His songs, most of which he wrote himself, were typically either sentimental songs about home, family and sweethearts, or tough takes on the lives of hoboes, “rounders”, and his beloved railroads and railroaders, on his own hard life and happy marriage.
Each of his recordings captures the unique vocal quality that singles Rodgers out from the array of early country musicians. His voice is powerful and haunting. His yodels are second to none in their tone, complexity and ingenuity. His sound is like no other and, once heard, is never forgotten. Hearing Rodgers also serves to instantly place in context much of the country singing of every era since. Backed by a variety of accompanying ensembles and playing guitar on many tracks, Rodgers’ instrumentation always seems well suited to the song’s needs. His music is invaluable for its historical importance and also for its virtuosic vocals and beautiful melodies.
A round dozen of his songs bore the generic title “Blue Yodel” with a number. The first “Blue Yodel” is better known from its refrain, “T for Texas, T for Tennessee”. Fundamentally, Rodgers was a white blues singer, singing traditional blues lyrics and accompanying himself on guitar and yodel, which was nothing like classic Swiss yodeling. His yodeling was really vocalized falsetto blues licks, providing obbligatos and choruses that in other blues performances would have been provided by a lead instrument.
Notable Rodgers titles include “Waiting for a Train” (1929), “In the Jailhouse Now” (1928, version 2 1930), “Jimmie the Kid” (1931), “Mule Skinner Blues” (1931), “Miss the Mississippi and You” (1932), “Looking for a New Mama” (1931), “Jimmie’s Mean Mama Blues” (1931), and “Train Whistle Blues” (1930). The 113 songs he recorded have hardly ever been out of print. His musical career lasted only six years. He died from tuberculosis in 1933 in the Taft Hotel, New York at age 35.
His last recordings were made in Manhattan less than a week before his death. He had been bedridden for several years before this last session and had to rest on a cot between takes.
When the Country Music Hall of Fame was established in 1961, Rodgers was one of the first three to be inducted. He was also elected to the Songwriters Hall of Fame and his song “Blue Yodel No. 9” is ranked No. 23 on The Rock and Roll Hall of Fame’s 500 Songs that Shaped Rock and Roll.

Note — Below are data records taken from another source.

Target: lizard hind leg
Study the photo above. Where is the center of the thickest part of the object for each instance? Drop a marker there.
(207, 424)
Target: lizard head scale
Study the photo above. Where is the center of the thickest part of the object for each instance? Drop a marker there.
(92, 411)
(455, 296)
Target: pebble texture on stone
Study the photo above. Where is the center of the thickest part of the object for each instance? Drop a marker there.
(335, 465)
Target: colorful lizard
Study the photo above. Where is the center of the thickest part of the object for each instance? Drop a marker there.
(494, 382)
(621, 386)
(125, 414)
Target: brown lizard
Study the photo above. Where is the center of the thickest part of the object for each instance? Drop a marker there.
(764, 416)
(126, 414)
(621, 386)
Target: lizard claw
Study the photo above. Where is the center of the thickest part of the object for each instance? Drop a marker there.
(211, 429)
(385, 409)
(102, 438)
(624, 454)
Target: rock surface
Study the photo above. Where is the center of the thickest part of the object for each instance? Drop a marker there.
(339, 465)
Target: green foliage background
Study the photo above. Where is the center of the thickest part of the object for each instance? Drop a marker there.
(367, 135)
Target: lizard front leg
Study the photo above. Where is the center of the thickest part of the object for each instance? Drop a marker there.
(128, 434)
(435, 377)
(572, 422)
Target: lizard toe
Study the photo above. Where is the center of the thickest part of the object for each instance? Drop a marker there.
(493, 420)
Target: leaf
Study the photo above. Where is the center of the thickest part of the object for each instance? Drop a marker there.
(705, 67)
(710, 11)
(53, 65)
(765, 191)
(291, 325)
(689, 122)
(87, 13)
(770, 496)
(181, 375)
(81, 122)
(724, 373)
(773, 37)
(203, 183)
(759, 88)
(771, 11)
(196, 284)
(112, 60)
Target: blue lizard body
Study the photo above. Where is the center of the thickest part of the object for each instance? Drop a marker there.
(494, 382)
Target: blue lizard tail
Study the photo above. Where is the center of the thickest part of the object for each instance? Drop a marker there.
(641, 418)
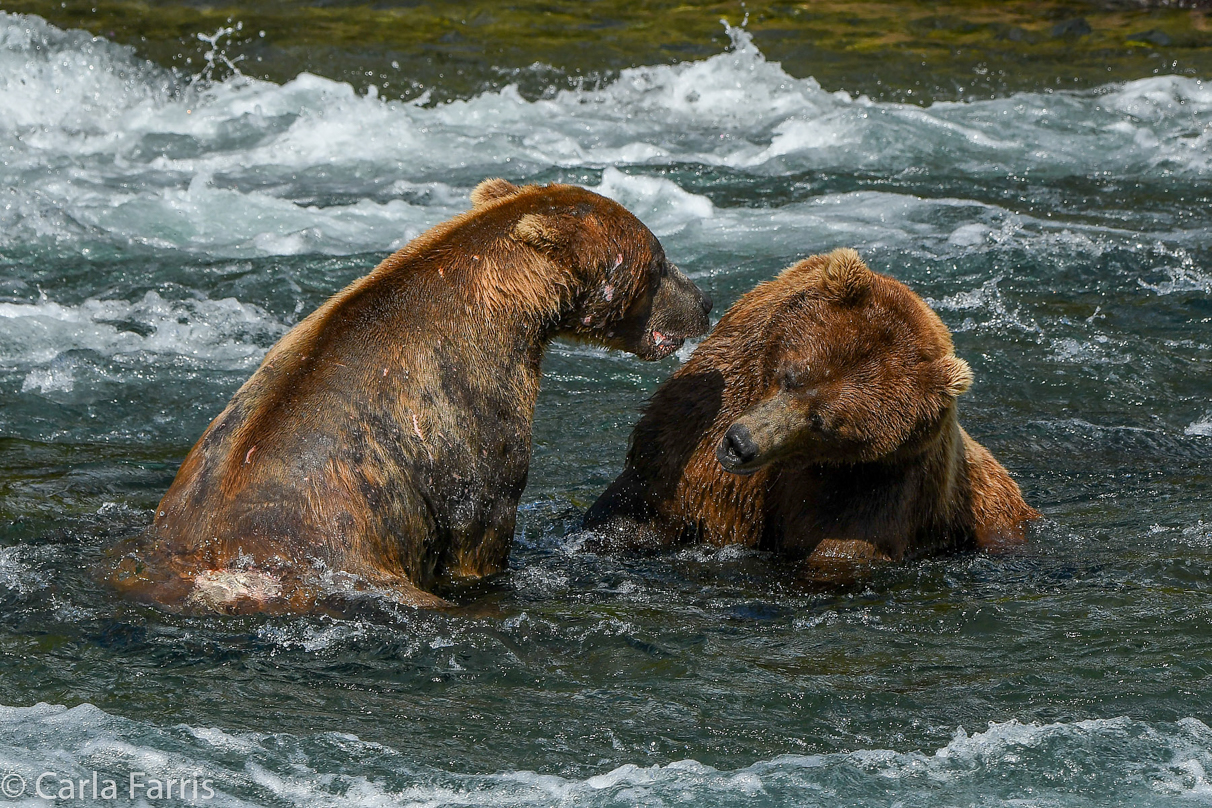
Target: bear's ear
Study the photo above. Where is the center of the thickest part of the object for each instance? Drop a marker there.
(845, 276)
(543, 230)
(954, 373)
(492, 189)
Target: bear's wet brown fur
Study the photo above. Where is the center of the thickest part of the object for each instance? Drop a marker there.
(386, 439)
(817, 420)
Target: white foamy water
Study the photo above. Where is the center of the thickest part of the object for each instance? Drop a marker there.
(102, 148)
(222, 333)
(1114, 761)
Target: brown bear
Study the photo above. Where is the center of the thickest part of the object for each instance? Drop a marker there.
(818, 420)
(384, 441)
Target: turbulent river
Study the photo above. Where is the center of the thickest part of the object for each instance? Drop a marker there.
(158, 235)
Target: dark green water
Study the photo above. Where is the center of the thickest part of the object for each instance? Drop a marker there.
(156, 238)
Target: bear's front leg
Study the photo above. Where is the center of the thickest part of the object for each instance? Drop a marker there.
(841, 561)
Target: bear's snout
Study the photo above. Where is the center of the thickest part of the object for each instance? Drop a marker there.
(737, 448)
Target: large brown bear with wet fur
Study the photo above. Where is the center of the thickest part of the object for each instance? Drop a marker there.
(818, 420)
(384, 441)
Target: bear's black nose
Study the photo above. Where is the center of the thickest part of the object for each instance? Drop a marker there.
(741, 443)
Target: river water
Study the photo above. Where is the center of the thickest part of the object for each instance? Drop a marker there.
(156, 235)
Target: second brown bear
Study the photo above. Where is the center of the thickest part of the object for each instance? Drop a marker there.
(818, 420)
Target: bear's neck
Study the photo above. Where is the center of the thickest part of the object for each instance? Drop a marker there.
(895, 503)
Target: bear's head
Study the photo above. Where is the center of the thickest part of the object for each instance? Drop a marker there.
(857, 370)
(625, 294)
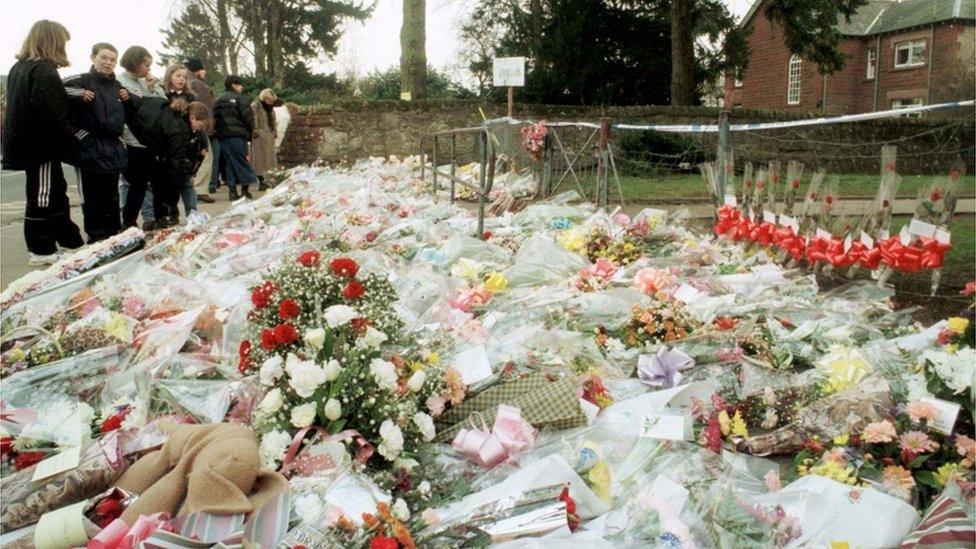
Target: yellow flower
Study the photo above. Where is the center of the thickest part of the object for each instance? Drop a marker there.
(724, 423)
(496, 282)
(946, 473)
(599, 480)
(957, 324)
(739, 425)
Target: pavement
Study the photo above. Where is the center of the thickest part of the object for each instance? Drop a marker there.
(13, 251)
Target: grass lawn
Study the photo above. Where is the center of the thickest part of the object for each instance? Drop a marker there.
(690, 185)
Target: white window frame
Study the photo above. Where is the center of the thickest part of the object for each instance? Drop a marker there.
(872, 67)
(908, 102)
(794, 77)
(909, 46)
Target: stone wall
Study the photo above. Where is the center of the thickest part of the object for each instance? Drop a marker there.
(353, 130)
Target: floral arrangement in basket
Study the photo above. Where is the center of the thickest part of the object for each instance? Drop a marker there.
(314, 339)
(534, 139)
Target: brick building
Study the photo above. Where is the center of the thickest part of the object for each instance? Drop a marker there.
(898, 54)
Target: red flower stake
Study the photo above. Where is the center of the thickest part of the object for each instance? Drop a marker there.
(571, 515)
(310, 258)
(353, 290)
(288, 308)
(343, 266)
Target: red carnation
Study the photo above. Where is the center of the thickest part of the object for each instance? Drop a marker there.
(571, 515)
(285, 334)
(353, 290)
(288, 309)
(309, 258)
(268, 340)
(343, 266)
(6, 445)
(26, 459)
(112, 423)
(383, 542)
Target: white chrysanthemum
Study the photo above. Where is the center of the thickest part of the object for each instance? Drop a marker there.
(384, 372)
(304, 376)
(392, 443)
(303, 416)
(271, 370)
(426, 425)
(273, 447)
(339, 315)
(272, 401)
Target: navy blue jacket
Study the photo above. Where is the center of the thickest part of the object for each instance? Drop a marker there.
(101, 121)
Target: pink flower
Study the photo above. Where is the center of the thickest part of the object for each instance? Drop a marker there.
(648, 281)
(917, 442)
(920, 410)
(879, 432)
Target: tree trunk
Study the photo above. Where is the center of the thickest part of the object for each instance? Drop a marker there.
(682, 53)
(413, 49)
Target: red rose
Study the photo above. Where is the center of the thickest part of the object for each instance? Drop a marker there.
(343, 266)
(309, 258)
(112, 423)
(353, 290)
(383, 542)
(26, 459)
(285, 334)
(288, 309)
(268, 340)
(6, 445)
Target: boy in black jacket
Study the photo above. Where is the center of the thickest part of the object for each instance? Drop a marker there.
(234, 123)
(97, 109)
(37, 136)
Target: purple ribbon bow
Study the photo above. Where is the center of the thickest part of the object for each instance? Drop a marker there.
(663, 370)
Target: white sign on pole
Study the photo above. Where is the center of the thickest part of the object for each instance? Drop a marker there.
(508, 71)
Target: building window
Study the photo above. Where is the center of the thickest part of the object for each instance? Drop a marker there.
(910, 54)
(793, 84)
(906, 103)
(872, 64)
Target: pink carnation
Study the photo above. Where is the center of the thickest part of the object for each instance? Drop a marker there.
(879, 432)
(648, 281)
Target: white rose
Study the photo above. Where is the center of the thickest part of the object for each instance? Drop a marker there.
(384, 372)
(338, 315)
(303, 416)
(272, 402)
(373, 338)
(315, 337)
(271, 370)
(426, 425)
(416, 382)
(400, 509)
(392, 443)
(333, 409)
(272, 449)
(332, 370)
(304, 376)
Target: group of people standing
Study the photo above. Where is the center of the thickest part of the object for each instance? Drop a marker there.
(139, 146)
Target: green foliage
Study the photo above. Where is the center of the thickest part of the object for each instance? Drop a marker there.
(810, 28)
(385, 86)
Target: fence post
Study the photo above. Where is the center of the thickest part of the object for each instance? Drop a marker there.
(603, 165)
(434, 168)
(724, 146)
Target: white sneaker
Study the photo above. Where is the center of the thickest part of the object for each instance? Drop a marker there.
(38, 260)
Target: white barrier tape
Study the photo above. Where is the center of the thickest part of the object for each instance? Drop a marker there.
(712, 128)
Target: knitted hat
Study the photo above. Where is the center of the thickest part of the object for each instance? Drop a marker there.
(210, 468)
(194, 64)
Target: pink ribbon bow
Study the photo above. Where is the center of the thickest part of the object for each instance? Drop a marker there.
(509, 435)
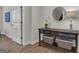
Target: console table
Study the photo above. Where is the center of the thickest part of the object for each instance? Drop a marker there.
(57, 32)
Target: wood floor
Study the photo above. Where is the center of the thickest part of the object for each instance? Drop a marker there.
(9, 46)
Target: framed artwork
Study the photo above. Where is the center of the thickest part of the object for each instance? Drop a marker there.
(7, 17)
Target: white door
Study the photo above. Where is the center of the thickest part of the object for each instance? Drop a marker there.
(16, 25)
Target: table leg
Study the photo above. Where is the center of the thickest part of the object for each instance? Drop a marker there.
(39, 38)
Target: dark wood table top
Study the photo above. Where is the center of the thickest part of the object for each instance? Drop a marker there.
(61, 30)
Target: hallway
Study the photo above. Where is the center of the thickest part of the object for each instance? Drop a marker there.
(13, 47)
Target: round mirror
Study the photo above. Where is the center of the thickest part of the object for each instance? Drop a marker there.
(59, 13)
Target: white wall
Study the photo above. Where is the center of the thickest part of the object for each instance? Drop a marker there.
(32, 21)
(36, 23)
(26, 25)
(1, 19)
(64, 24)
(8, 26)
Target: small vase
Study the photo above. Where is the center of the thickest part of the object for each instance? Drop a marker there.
(46, 26)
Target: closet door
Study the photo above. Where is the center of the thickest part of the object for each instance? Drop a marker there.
(16, 25)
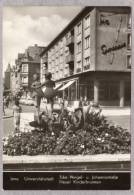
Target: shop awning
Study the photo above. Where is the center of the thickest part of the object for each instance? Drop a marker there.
(57, 85)
(67, 85)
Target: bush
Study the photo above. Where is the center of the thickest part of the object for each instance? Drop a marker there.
(71, 137)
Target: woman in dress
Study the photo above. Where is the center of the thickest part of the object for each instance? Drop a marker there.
(48, 89)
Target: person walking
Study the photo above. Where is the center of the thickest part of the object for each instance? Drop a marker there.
(37, 95)
(48, 90)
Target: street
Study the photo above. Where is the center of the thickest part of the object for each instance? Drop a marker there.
(123, 121)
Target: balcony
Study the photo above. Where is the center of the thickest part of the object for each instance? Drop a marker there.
(70, 40)
(69, 58)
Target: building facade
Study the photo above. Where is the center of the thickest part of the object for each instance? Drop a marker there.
(7, 78)
(27, 64)
(91, 57)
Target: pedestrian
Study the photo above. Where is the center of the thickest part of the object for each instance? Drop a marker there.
(16, 113)
(37, 95)
(48, 90)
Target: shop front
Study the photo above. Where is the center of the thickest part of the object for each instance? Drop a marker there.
(103, 88)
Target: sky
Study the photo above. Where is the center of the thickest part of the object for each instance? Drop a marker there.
(29, 25)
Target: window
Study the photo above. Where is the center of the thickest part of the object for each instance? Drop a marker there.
(25, 68)
(25, 80)
(87, 21)
(87, 61)
(129, 41)
(87, 42)
(108, 91)
(79, 28)
(79, 47)
(129, 21)
(128, 61)
(78, 66)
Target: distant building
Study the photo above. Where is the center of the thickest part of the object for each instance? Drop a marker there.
(91, 57)
(7, 77)
(27, 64)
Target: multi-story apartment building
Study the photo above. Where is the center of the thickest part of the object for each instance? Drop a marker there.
(7, 76)
(91, 57)
(27, 64)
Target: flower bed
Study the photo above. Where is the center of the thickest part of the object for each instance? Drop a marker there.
(71, 136)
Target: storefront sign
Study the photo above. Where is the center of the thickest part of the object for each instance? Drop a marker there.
(106, 50)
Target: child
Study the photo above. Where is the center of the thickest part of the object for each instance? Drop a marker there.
(16, 113)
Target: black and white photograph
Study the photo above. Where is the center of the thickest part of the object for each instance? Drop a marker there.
(66, 97)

2) James Frederick “Jimmie” Rodgers is also an American pop/rock & roll singer, incidentally born September 18, 1933 (year of death of the country musician above) in Camas, Washington, United States. He had number of hits in the 1950’s, including versions of “Kisses Sweeter Than Wine”, “Honeycomb”,”Oh Oh I’m Fallin’ In Love Again”, Woman from Liberia” and, particularly in the UK “English Country Garden”.
Rodgers was taught music by his mother, learned to play the piano and guitar, and joined a band called “The Melodies” started by violinist Phil Clark, while he served in the United States Air Force in Korea.